= 1888 in rail transport =

==Events==

=== February events ===
- February 2 - Frank J. Sprague built an electric light rail system in Richmond, VA, for the Richmond Union Passenger Railway. This was to be the first large-scale electric trolley (tram) line in the world.
- February 24 – Grand Trunk Railway acquires the Northern and Northwestern Railway.
- February 29 – Opening of Listowel and Ballybunion monorail in Ireland.

=== May events ===
- May – The Great Indian Peninsula Railway completes its Victoria Terminus station building in Bombay's Bori Bunder district.

=== April events ===
- April 1 – The Old Colony Railroad leases the Boston and Providence Railroad for a period of 99 years.

=== June events ===
- June 11 – The Canadian Pacific acquires control of the Soo Line, renaming it to the Minneapolis, St. Paul and Sault Ste. Marie Railroad.
- June 15 – The first train to Casper, Wyoming, operating on the Chicago and North Western Railway, arrives.

=== July events ===
- July-August – First "Race to the North": Operators of the West and East Coast Main Lines in Britain accelerate their services between London and Edinburgh.

=== August events ===
- August 7 – Sir William Cornelius Van Horne succeeds George Stephen as president of the Canadian Pacific Railway.
- August 12 – Atchison, Topeka and Santa Fe Railway subsidiary companies complete construction of the final link in what has come to be known as the Surf Line connecting Los Angeles and San Diego.
- August 18 – In the City of Frankfurt am Main, Germany (at the time:German Reich), Frankfurt Central Station (today's name is Frankfurt (Main) Hauptbahnhof) is opened and is - at this time - the world's largest railway station in terms of tracks, ground area covered and passenger capacity.
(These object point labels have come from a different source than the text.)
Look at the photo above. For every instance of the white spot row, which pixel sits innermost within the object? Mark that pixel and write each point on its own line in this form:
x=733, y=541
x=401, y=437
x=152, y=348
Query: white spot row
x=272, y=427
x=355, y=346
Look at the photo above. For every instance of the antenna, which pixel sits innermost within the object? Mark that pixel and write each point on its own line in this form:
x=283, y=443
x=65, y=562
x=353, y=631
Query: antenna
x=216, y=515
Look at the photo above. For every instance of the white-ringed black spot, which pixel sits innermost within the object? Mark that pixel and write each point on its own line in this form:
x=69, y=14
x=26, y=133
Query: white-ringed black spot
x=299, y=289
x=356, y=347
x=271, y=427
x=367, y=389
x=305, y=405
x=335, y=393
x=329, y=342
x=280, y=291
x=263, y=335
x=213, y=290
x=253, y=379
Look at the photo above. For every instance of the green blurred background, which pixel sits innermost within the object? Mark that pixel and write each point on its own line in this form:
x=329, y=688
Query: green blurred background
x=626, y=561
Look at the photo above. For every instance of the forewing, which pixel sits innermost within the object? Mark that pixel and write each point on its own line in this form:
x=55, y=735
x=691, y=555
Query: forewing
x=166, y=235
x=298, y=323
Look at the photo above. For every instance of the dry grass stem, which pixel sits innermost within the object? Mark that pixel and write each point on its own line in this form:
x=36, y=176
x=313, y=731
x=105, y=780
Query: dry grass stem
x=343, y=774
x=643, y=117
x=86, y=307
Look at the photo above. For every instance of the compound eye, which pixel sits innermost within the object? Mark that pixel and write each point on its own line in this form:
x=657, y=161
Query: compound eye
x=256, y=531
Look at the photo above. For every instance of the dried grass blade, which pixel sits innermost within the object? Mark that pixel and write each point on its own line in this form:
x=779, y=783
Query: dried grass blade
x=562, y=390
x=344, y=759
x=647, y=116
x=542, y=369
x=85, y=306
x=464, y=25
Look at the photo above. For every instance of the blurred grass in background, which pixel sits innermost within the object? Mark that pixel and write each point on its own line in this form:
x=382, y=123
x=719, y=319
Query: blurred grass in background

It replaces the three former regional stations, that were located closer to the old city limits, and were then demolished and gave way to a new city quarter named Station Quarter.

=== September events ===
- September 10 – The Chicago, Milwaukee and St. Paul Railway (later to become known as the Milwaukee Road) operates the first passenger train with electric lights (rather than gas lights) in the United States west of Chicago, Illinois, on a train between Chicago and the Twin Cities.
- September 18 – The first revenue train on the Canada Atlantic Railway's Chaudière Extension departs for Chaudière Falls, Ontario (near Ottawa).

===November events===
- November 10 – Opening of Saint-Chély–Neussargues line in France over Garabit viaduct.

===December events===
- December 29 – First train crosses Poughkeepsie Bridge, New York.

===Unknown date events===
- Spring – The Atchison, Topeka and Santa Fe Railway begins through service between Kansas City, Kansas, and Chicago, Illinois, over the railroad's newly completed line.
- First section of metre gauge Brünig railway line in Switzerland opened by Jura–Bern–Lucerne Railway from Brienz over the Brünig Pass to Alpnachstad using the Riggenbach rack system.
- First articulated Mallet locomotive completed, by Tubize of Belgium.
==Deaths==
===April deaths===
- April 19 – Thomas Russell Crampton, English steam locomotive designer who produced the Crampton locomotive type as well as a tunnel boring machine for the Channel Tunnel (b. 1816).

===June deaths===
- June 14 – Charles Crocker, a member of The Big Four group of financiers in California (b. 1822).